Looking back, Smith knows his behavior was defensive, but he couldn’t help it when the tension culminated in an argument. Smith had been expecting this "ticking time bomb," anticipating a blowout with Kim mustering just as much anger and frustration as he felt.
Question: how often do you actually communicate with your wife? I mean long, back and forth conversations where you talk about a lot of different things including your own feelings. And how many such conversations have you had since you got married? And before you got married?
Remember how I said that marriage is for mutual gain? About the only way you can keep it that way, along with being able to properly negotiate and compromise, is by regularly communicating.
And by regularly I mean however often is practical.
Given the summarization above, it sounds like there was a communication breakdown. A major communication breakdown.
My wife and I have never had an argument. Even when I was unemployed, losing hope with each passing week about whether I’d be able to find something, and arguably escaping more and more into side work, hobbies and games, we never had an argument. We’ve never had a fight. And that is due to how well my wife and I know each other, and that is due to how often we communicate: whenever practical.
* * * * *
I realized that I had forgotten my dad’s advice. While Kim’s side of the marriage had been to love me, my side of the marriage had become all about me.
If the summarization above is accurate, you didn’t become selfish.
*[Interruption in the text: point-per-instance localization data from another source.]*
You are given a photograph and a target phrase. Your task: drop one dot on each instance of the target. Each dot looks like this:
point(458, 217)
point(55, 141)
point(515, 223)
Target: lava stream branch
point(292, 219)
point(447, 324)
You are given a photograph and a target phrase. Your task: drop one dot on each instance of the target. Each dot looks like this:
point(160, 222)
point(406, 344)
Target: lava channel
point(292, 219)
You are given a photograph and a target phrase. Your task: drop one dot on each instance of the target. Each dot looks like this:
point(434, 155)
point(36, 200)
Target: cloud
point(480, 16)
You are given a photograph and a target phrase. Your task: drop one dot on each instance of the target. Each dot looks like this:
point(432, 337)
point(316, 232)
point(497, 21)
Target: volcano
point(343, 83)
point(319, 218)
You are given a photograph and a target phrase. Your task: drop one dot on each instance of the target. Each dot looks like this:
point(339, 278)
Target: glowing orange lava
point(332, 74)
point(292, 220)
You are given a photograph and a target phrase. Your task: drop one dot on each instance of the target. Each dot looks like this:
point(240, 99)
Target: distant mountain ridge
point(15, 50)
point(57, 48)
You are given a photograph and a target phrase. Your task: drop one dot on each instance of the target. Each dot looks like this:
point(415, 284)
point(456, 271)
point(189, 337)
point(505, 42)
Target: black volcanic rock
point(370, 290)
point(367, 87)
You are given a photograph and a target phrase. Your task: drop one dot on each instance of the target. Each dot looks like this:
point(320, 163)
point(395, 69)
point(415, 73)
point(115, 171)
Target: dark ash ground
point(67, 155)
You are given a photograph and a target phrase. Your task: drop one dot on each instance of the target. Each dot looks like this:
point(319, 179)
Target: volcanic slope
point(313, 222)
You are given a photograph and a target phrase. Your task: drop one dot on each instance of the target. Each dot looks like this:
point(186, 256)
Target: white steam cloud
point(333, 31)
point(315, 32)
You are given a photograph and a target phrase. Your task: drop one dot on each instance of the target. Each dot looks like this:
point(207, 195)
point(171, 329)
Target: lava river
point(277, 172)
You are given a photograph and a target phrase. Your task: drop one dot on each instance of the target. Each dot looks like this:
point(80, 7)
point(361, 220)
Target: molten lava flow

Your "side" of the marriage didn’t become all about you – setting aside the fact that even using the word "sides" in describing marriage gives the impression that you see marriage as adversarial, at least subconsciously.
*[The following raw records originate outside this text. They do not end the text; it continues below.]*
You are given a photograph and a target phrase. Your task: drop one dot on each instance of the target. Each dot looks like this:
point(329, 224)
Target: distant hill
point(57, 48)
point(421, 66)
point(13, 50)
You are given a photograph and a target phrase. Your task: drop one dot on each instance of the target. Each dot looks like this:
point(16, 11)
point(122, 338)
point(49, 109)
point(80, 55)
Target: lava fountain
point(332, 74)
You did, however, react to your feelings of isolation only by making yourself more isolated. Instead of reaching out to your wife to see if you can resolve or at least reconcile what was going on, you chose to do the opposite. Is it no surprise then that your feelings of isolation evolved into fear and resentment, and that the cauldron continued to boil until the brew steaming within erupted into a fight? I’d call it predictable. And you cannot solve a problem until you first acknowledge it, preferably under peaceful circumstances.
You need to be communicating with your wife. Not just talking, as any couple can just talk. You need to communicate. That is the key to determining whether your marriage is viable and remaining so.
And given what you’d been saying in your article and to NBC Today, you cannot have been doing a very good job of communicating. You’re coming up on your second anniversary, so make that a resolution for your third year of marriage, or a resolution for 2014 – to become a better communicator with your wife. But your wife also needs to be a good communicator with you. So make it a mutual resolution.
A solid foundation of trust is what is necessary to keep really any relationship going, marriage or not, and trust requires communication and honesty. Sounds like you’ve been a little deficient on both. But, don’t despair, as most couples are.
In becoming a better and more honest communicator, and with that a better and more honest husband, some things will likely come out that will be offensive and/or angering to one or both of you. The truth at times hurts. But sometimes the pain is necessary to excise the negatives from your relationship.